Bug Boys 15, by Laura Knetzger. In having read the entire Bug Boys series, there's a real sense in which that the growth of her characters parallels her own growth as an artist. With each issue, Stag-B and Rhino-B have grown more mature and responsible in their village, even as they still retain the vigor and joy of youth. Similarly, Knetzger has grown increasingly ambitious as a storyteller, and this latest issue is the biggest challenge yet for all involved. The boys travel with their librarian friend Dome Spider to the big city, and Knetzger wisely immerses the audience right in the middle of the story as we see them in a huge crowd scene, trying to keep up with their arachnid friend. In many respects, Dome Spider is the star of the issue. She's at a place where the beetles haven't yet quite reached, in terms of balancing her love for her quiet bug village with the advantages of being in the big city. In fact, she brought the boys with her to see what the visit might inspire in them, especially the scholarly Stag-B.

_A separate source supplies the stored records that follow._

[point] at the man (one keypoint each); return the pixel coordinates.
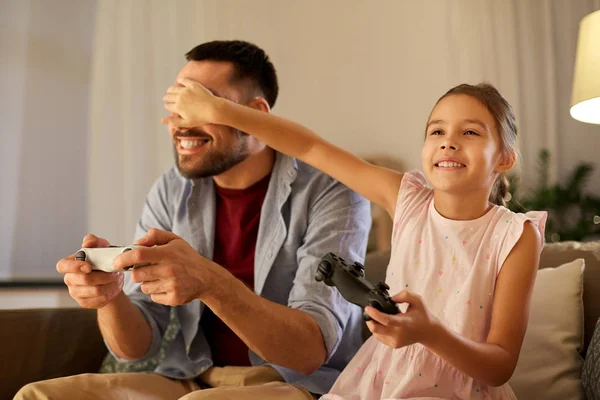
(234, 233)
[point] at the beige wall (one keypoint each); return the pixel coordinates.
(364, 74)
(45, 60)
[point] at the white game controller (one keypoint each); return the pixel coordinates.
(101, 258)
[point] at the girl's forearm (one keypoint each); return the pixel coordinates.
(278, 133)
(487, 362)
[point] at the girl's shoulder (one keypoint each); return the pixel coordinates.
(513, 224)
(413, 194)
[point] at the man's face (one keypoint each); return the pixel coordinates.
(211, 149)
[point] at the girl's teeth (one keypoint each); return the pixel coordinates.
(447, 164)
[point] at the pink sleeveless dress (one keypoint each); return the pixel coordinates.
(453, 265)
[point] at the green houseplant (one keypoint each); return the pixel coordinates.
(572, 214)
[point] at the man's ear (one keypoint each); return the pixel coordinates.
(507, 161)
(260, 104)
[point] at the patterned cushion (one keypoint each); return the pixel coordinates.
(591, 367)
(111, 365)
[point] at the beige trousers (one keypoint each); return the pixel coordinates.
(227, 383)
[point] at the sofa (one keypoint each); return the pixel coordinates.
(49, 343)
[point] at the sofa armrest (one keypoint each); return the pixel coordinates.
(591, 367)
(45, 344)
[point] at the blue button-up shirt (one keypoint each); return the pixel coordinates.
(305, 214)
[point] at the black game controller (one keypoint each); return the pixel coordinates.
(350, 281)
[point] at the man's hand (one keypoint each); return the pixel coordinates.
(91, 289)
(403, 329)
(177, 274)
(190, 103)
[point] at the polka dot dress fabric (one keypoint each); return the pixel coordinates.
(453, 265)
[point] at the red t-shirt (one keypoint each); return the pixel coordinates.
(236, 230)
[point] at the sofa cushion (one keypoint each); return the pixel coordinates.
(550, 365)
(46, 344)
(555, 254)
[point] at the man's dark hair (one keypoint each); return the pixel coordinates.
(250, 61)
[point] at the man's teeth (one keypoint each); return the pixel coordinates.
(189, 144)
(449, 164)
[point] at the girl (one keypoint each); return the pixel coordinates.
(463, 262)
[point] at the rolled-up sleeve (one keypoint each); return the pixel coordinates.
(339, 221)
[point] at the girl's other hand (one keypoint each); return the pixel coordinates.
(416, 325)
(190, 103)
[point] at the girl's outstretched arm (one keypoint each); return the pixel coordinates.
(194, 105)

Knetzger does something interesting in this issue, as she explains how many insects are fascinated by "giant" (human) culture, especially the food. A scene in a fancy restaurant reveals that they are, in fact, eating human garbage! There's also the rush and confusion of being in the big city for the first time, captured when the boys are lost, realize they have a map, and then panic because they can't make heads or tails of it! There's also a discussion of the pluses and minuses of living in different places, and why Dome Spider founded a library in tiny Bugville to begin with. It's a story about stepping outside of one's comfort zone in part to appreciate what you have. It's a story about being curious about the experiences of others in a positive way. It's a story about finding out what you really want and finding out where and how to do it. Dome Spider may be an intellectual who thirsts for interaction with her peers, but she also does her best work in peace and quiet that's also close to her actual field of study. Along the way, Knetzger delivers some of the most inventive art of her career, looking as comfortable drawing imaginative city crowd scenes as she does drawing the sprawl of the forest. It's capped off by the centipede ride at the end of the issue, as it whips around the city (and the page) at great speed, as Knetzger gives her new artistic playground one last look around. One gets the sense that the best friends will one day split up because of an interest in the city, but this issue served only as an introduction to a much wider world.